Наступала завершающая фаза второй мировой войны…
1
Сознание прояснилось… Андрей открыл глаза и снова зажмурился. В лазарете день и ночь горел ослепительный свет. Из мира сновидений Андрей возвратился в мир ужасов, в Дантов ад, называемый лазаретом концлагеря. Лучше бы здесь был мрак, чтобы не видеть, ничего не видеть вокруг… На деревянных нарах, на порыжевших от крови бумажных матрацах вповалку лежали живые трупы. Лежали валетом — по двое на одном матраце. Андрей лежал один — сосед умер ночью, и санитары унесли его из барака.
Значит, он, Андрей Воронцов, снова выжил…
В декабре Андрея выписали из госпиталя и отправили на завод «Геринг-верке», километрах в двадцати от центрального лагеря. Паровичок деловито тянул по узкоколейке десятка два железных грохочущих вагонеток, а в вагонетках, прижавшись друг к другу, сидели узники. Ледяной ветер пронизывал их насквозь. Когда паровоз остановился у завода, многие не могли вылезти из вагонеток без посторонней помощи.

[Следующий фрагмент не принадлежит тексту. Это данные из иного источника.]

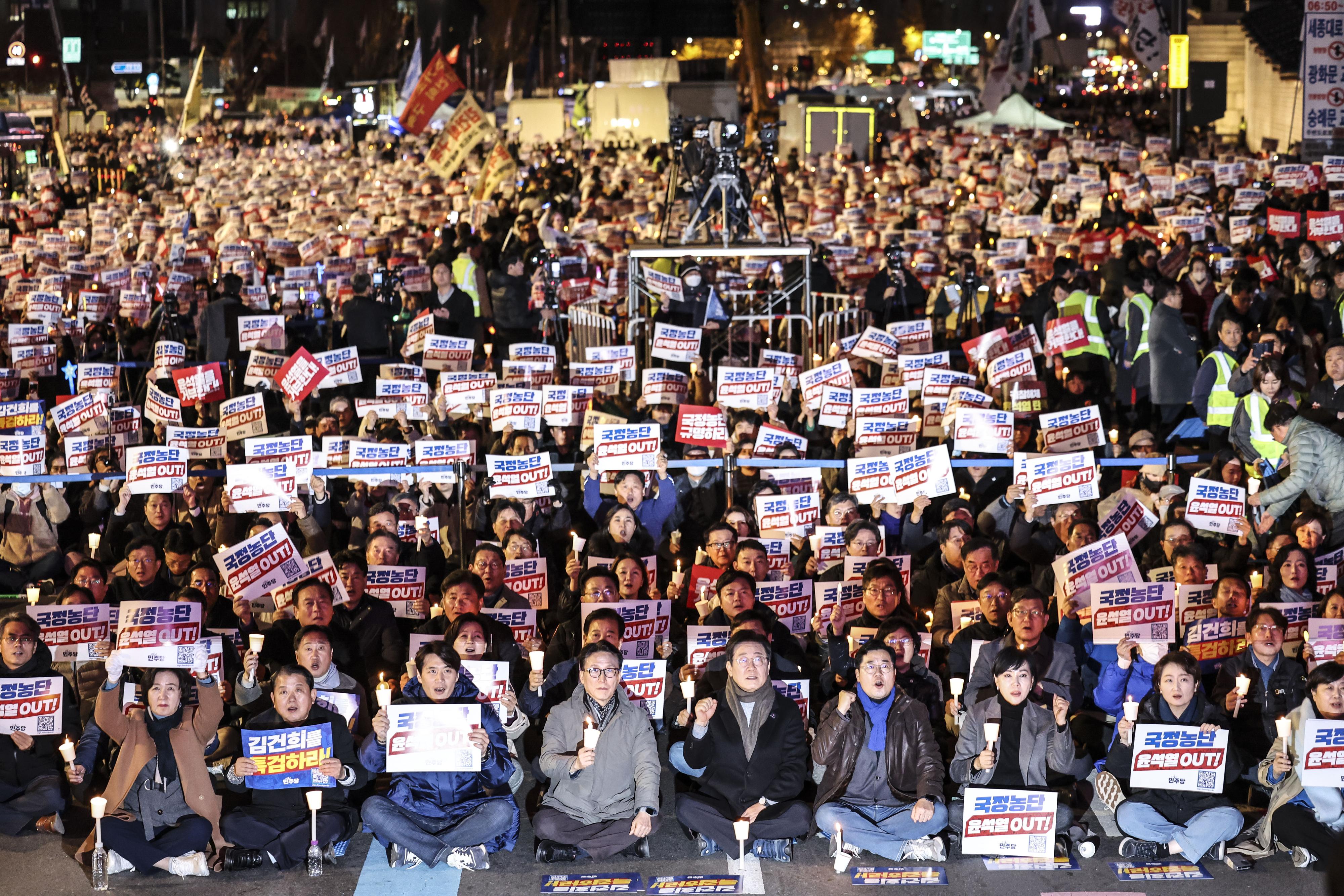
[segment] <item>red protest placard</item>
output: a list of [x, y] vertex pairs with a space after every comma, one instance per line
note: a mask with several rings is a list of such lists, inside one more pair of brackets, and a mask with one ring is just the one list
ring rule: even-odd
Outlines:
[[181, 399], [183, 404], [195, 404], [196, 402], [210, 404], [224, 400], [224, 376], [220, 372], [219, 361], [173, 371], [172, 382], [177, 387], [177, 398]]
[[722, 449], [728, 442], [728, 424], [723, 411], [702, 404], [681, 404], [676, 414], [676, 441]]
[[289, 356], [276, 372], [276, 386], [292, 402], [302, 402], [317, 384], [327, 379], [327, 368], [306, 348]]

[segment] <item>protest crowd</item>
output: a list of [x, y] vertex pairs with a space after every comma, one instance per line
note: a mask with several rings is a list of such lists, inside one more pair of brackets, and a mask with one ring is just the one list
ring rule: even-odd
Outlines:
[[1340, 852], [1344, 159], [888, 132], [780, 159], [792, 255], [632, 258], [665, 145], [442, 142], [122, 125], [0, 203], [0, 834]]

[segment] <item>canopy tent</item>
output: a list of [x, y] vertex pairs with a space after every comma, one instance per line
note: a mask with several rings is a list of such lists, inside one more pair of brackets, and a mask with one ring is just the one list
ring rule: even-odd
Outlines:
[[988, 132], [995, 125], [1008, 125], [1009, 128], [1032, 128], [1038, 130], [1060, 130], [1070, 125], [1058, 118], [1051, 118], [1027, 102], [1020, 93], [999, 103], [997, 111], [982, 111], [970, 118], [957, 122], [958, 128], [976, 128]]

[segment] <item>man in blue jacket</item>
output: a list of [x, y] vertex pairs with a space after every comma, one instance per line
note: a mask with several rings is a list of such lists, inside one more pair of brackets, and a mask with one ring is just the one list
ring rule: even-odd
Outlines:
[[[462, 661], [453, 646], [431, 641], [415, 654], [417, 677], [392, 705], [474, 703], [476, 685], [460, 674]], [[387, 709], [374, 716], [374, 736], [364, 740], [360, 762], [372, 774], [387, 767]], [[387, 848], [392, 868], [485, 870], [489, 853], [513, 849], [517, 842], [517, 803], [509, 793], [513, 774], [508, 737], [499, 717], [481, 707], [481, 729], [468, 735], [481, 751], [480, 771], [421, 771], [392, 775], [386, 797], [370, 797], [362, 814], [378, 842]], [[497, 791], [489, 795], [487, 791]]]

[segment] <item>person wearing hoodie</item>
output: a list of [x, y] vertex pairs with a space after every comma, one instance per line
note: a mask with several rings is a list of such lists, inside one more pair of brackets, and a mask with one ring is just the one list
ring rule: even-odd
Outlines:
[[63, 737], [78, 740], [79, 701], [70, 682], [51, 668], [51, 650], [42, 643], [42, 627], [26, 614], [0, 621], [0, 689], [9, 678], [56, 676], [60, 681], [59, 735], [30, 735], [13, 731], [0, 735], [0, 834], [9, 837], [26, 830], [63, 834], [60, 809], [62, 767], [56, 744]]
[[[360, 763], [371, 774], [387, 767], [388, 716], [395, 707], [472, 704], [480, 692], [461, 674], [462, 661], [446, 641], [431, 641], [415, 653], [417, 676], [402, 688], [402, 697], [378, 711], [374, 735], [360, 747]], [[392, 775], [386, 797], [370, 797], [362, 814], [378, 842], [387, 849], [392, 868], [484, 870], [489, 853], [512, 850], [517, 842], [519, 811], [508, 780], [513, 772], [508, 739], [499, 717], [481, 713], [481, 728], [468, 737], [481, 752], [480, 771], [417, 771]], [[492, 795], [492, 791], [497, 791]]]
[[[1097, 776], [1097, 791], [1111, 805], [1116, 823], [1125, 838], [1120, 854], [1125, 858], [1161, 861], [1181, 854], [1198, 862], [1212, 850], [1222, 858], [1223, 845], [1242, 830], [1242, 814], [1222, 794], [1184, 790], [1140, 789], [1124, 799], [1120, 780], [1129, 779], [1137, 724], [1198, 727], [1211, 735], [1227, 723], [1222, 708], [1199, 690], [1199, 662], [1188, 653], [1173, 650], [1153, 668], [1157, 689], [1138, 703], [1136, 720], [1124, 716], [1116, 723], [1116, 739], [1106, 755], [1106, 771]], [[1241, 768], [1228, 760], [1226, 780], [1235, 780]], [[1228, 865], [1250, 870], [1250, 861], [1228, 853]]]
[[[1293, 850], [1293, 865], [1306, 868], [1317, 860], [1339, 854], [1344, 844], [1344, 790], [1304, 787], [1302, 759], [1310, 743], [1306, 723], [1314, 719], [1344, 720], [1344, 665], [1322, 662], [1306, 678], [1306, 695], [1288, 713], [1293, 725], [1290, 743], [1277, 737], [1255, 770], [1257, 780], [1274, 791], [1255, 838], [1238, 844], [1236, 850], [1251, 858], [1274, 853], [1275, 841]], [[1317, 865], [1321, 868], [1321, 865]]]

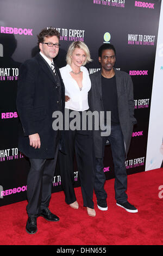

Но прежде чем отправить заключенных в бараки, вахтманы приказали им погрузить на вагонетки мертвецов. В филиале не было крематория, и умерших отправляли в Маутхаузен. Там крематорий работал и днем и ночью…
Замерзшие трупы сложили в вагонетки. В хвост поезда посадили апатичных, равнодушных ко всему дистрофиков, потерявших всякое ощущение жизни. Их тоже везли в Маутхаузен, в крематорий… Андреи ничего не видел страшнее очереди за смертью перед крематорием… Это было еще до его болезни. Он проходил мимо крематория. Там вытянулась у ворот очередь таких же вот апатичных, безвольных полосатых людей-скелетов. Одни лежали на стылой земле, не в силах двинуться, другие, ссутулившись, Притопывали от холода и зябко потирали руки. Они знали, что должны сейчас умереть; и были равнодушны к смерти; ненадолго их мог бы оживить лишь вид хлеба, пищи… А за стеной раздавались короткие выстрелы, и очередь все сокращалась… Что по сравнению с этим картины Дантова ада!..
Паровичок доставил живых и, забрав мертвых, загромыхал по узкоколейке в обратный рейс.
Перед отъездом из лазарета доктор Григоревский вызвал к себе Андрея будто на медицинский осмотр и передал инструкции, как вести себя на заводе. Главное внимание — «Фердинандам». Исправные машины не должны уходить с завода. Электросварщикам надо сказать: «Доктор Цветкович передает всем привет». Цветкович — югослав. Он в Линце возглавляет подпольную группу…
На заводе поначалу все шло хорошо. Надзиратели избегали заходить в цех, где работали сварщики. Синих защитных очков у эсэсовцев не было, а смотреть незащищенными глазами на горящие электроды невозможно… Мастера были довольны работой сварщиков. Их не приходилось понукать, как других. Голубоватые молнии непрестанно озаряли высокий цех, где сваривали броневые щиты для самоходных пушек.
А сварщики, когда вокруг не было посторонних, горстями насыпали в швы мелкий шлак, пыль и сверху заваривали тонким слоем металла. Броня, опорные узлы едва держались, но внешне все выглядело добротно и крепко… Еще портили измерительный инструмент, шаблоны, угольники. Поэтому листы приходили в цех перекошенные, не подходили один к другому, их браковали и возвращали обратно в заготовительный цех…
Но вдруг разразилась беда. Кто-то из сварщиков перестарался — «фердинанд» развалился во время погрузки его на платформу. Не надо было быть специалистом, чтобы обнаружить причины: виновны сварщики!.. Всех арестовали прямо в цехе. Двое суток сварщики сидели в бункере. На третий день всех русских увезли в Маутхаузен, в блок № 20.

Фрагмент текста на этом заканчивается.